The shares of one of the high quality dividend paying stocks, Accent Group continues to pursue a range of growth opportunities across its core banners and new businesses. Among the best growth stocks to buy now, its sales and profit reflect the strength of its business model.
Accent Group Limited (ASX: AX1)
Accent Group Limited has delivered strong sales and profit growth for the first half of FY25, despite operating in a challenging retail environment. AX1, one of the best long term dividend stocks, recorded total sales of $845 million, reflecting a 4.2% increase compared to the prior year, with owned sales rising by 4.6% to $767 million. Earnings Before Interest and Tax (EBIT) grew 11.5% to $80.7 million, while Net Profit After Tax (NPAT) increased by 11.7% to $47.2 million. Earnings per share (EPS) came in at 8.35 cents, and the Board declared a fully franked interim dividend of 5.5 cents per share, representing a 70% payout ratio.

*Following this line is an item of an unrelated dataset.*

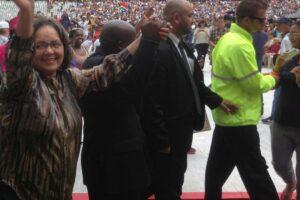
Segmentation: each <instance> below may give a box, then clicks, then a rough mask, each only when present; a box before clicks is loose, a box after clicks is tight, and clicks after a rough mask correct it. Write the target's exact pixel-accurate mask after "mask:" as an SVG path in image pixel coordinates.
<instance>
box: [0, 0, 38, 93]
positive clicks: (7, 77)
mask: <svg viewBox="0 0 300 200" xmlns="http://www.w3.org/2000/svg"><path fill="white" fill-rule="evenodd" d="M14 2H15V4H16V5H17V6H18V7H19V8H20V12H19V22H18V23H17V27H16V36H14V37H13V38H12V39H11V41H10V42H9V43H8V46H7V54H6V67H7V68H6V71H7V90H6V91H5V94H4V96H6V97H8V96H9V97H16V96H20V95H21V94H22V92H23V91H26V88H29V87H30V86H31V85H32V83H33V81H34V80H35V76H34V73H33V68H32V57H33V51H32V39H31V35H32V32H33V25H32V22H33V5H34V1H33V0H14Z"/></svg>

During the half, the company achieved like-for-like (LFL) retail sales growth of 2.9%, despite gross margins declining to 55.6% due to a more promotional trading environment. The company effectively managed its Cost of Doing Business (CODB), reducing it slightly to 44.7%, with efficiencies gained in lease renewals, support team costs, and distribution expenses offsetting rising rents and wages.
Accent Group continued its aggressive store expansion strategy, opening 42 new stores during the half, bringing its total store network to 903 locations. Key store openings included Hype DC, The Athlete’s Foot (TAF), Hoka, Stylerunner, and Nude Lucy, all of which performed strongly. The company also secured exclusive distribution rights for Dickies and Lacoste, strengthening its wholesale portfolio, while also extending its agreements with Merrell and Timberland. At the same time, Accent divested The Trybe business and continued the phased closure of underperforming Glue stores.
In terms of financial outlook, the company reported that trading in the first seven weeks of H2 FY25 showed positive momentum, with LFL sales up 2.2%. However, gross margins remained under pressure, declining by 70 basis points year-on-year as consumers continued to seek value-driven purchases. Despite this, the company remains optimistic about growth opportunities, with plans to open more than 10 new stores in H2, further expanding its presence across high-growth retail categories.
Accent Group is also in advanced discussions with Frasers Group on a long-term strategic agreement, which is expected to be finalized in H2 FY25. The company continues to focus on driving profitable sales, managing costs efficiently, and executing its growth strategy in an evolving retail landscape.